Тогда он выиграл Всесоюзные соревнования и стал мастером спорта. Он больше никогда не повторит своего результата, да ему и не потребовалось это по жизни: на факультете журналистики МГУ проповедовался иной, сформулированный еще Марком Твеном, стиль жизни: репортеру надлежит быть на месте пожара за десять минут до его начала, а остальное его не касается. А Кадри… Кадри, не по-эстонски стремительная, желавшая во всем выбиться в лидеры, послушалась родителей и осталась в Таллине.

– Не забудешь, что ли? – прятала за лукавством грусть.

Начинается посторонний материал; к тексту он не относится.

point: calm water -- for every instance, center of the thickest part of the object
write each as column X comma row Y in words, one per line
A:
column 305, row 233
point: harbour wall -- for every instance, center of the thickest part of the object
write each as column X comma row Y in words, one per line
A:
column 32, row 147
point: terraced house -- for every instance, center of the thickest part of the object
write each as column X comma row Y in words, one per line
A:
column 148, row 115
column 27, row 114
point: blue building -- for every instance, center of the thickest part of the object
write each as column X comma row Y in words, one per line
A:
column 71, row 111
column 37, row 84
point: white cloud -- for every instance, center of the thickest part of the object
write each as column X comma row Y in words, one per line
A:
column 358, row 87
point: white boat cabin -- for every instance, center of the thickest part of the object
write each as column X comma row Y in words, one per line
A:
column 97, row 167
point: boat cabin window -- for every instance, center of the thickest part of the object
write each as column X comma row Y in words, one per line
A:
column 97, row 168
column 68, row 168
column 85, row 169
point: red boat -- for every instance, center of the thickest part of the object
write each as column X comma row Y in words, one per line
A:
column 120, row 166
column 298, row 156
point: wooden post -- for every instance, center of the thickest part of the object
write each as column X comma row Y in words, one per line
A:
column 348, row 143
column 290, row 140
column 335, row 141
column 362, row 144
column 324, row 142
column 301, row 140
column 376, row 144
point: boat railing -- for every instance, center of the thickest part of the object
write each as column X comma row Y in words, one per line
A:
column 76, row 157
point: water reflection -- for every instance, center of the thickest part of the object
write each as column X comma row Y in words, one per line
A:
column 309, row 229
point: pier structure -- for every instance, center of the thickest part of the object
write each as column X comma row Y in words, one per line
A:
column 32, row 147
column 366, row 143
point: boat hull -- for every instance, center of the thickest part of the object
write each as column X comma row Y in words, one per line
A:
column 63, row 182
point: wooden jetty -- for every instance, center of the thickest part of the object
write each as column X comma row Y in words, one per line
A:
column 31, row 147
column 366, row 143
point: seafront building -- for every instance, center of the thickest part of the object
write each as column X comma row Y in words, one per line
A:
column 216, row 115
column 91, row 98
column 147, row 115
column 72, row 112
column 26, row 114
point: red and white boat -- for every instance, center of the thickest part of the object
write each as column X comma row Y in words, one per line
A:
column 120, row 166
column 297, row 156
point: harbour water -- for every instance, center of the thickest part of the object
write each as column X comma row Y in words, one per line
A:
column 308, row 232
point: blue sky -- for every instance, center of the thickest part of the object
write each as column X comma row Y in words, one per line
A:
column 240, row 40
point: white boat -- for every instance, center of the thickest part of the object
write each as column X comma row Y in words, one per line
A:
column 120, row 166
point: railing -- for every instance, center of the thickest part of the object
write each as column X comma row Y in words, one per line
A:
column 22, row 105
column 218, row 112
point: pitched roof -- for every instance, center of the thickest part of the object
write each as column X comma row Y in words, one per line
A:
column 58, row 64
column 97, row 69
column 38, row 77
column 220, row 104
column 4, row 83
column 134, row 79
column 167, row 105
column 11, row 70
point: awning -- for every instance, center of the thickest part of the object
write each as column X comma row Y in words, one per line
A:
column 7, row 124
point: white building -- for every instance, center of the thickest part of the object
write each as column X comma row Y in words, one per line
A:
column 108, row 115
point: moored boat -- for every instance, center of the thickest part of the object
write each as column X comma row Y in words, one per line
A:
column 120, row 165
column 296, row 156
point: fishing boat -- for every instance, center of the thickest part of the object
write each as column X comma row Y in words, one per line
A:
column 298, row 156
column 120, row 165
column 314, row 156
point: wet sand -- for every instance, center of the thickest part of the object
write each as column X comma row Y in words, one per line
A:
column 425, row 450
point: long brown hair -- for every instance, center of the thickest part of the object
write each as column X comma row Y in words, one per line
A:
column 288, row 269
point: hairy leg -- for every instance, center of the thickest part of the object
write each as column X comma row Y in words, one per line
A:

В вечер перед расставанием они почему-то приехали на вокзал и бродили по перрону, с которого ему надлежало уезжать в Москву. Знали, что при родных они ничего лишнего себе не позволят. Например, поцеловаться…

– Любишь, что ли?


…Они переписывались почти год, наполняя почтовые поезда десятками, сотнями конвертов, открыток и бандеролей. Мечтали о встрече, и по мере узнавания Москвы он расписывал, куда пойдут гулять. Сначала, несомненно, в их Останкино, потом на Ленинские горы, потом к дому Булгакова, потом опять и снова Останкино, Манеж… Нет, Манежная площадь отпадала, на ней беспрерывно проводились митинги, а он желал остаться с Кадри наедине. Чтобы видеть только воронью челку над изогнутыми тонкими бровями, острый подбородочек, слегка тронутый ямочкой и, если повезет, если случится такая удача, если распахнется блузка…

Этим и жил. Этим дышал. Даже развал Советского Союза не увидел, а почувствовал лишь через тон ее писем: в них вдруг стала проскакивать сначала ирония, потом сарказм, а затем и открытое презрение к СССР, Москве, к русским сапогам над несчастной Эстонией. Господи, какие сапоги, если Москва однажды сама лежала под ее туфельками на Останкинской телебашне!

Юмора не приняла, в подтверждение прислала пачку листовок с рисунками: границы Эстонии опутаны колючей проволокой в виде свастики и красной звезды. Тогда он впервые не ответил на послание и вспомнил фотографии гитлеровцев в ее квартире. Кадри тогда отмахивалась – это бабушкины одноклассники, которых насильно забрали в вермахт при оккупации. Неужели ничего случайного в этом мире нет, ведь располагались снимки на стенах, где в русских избах висят образа?!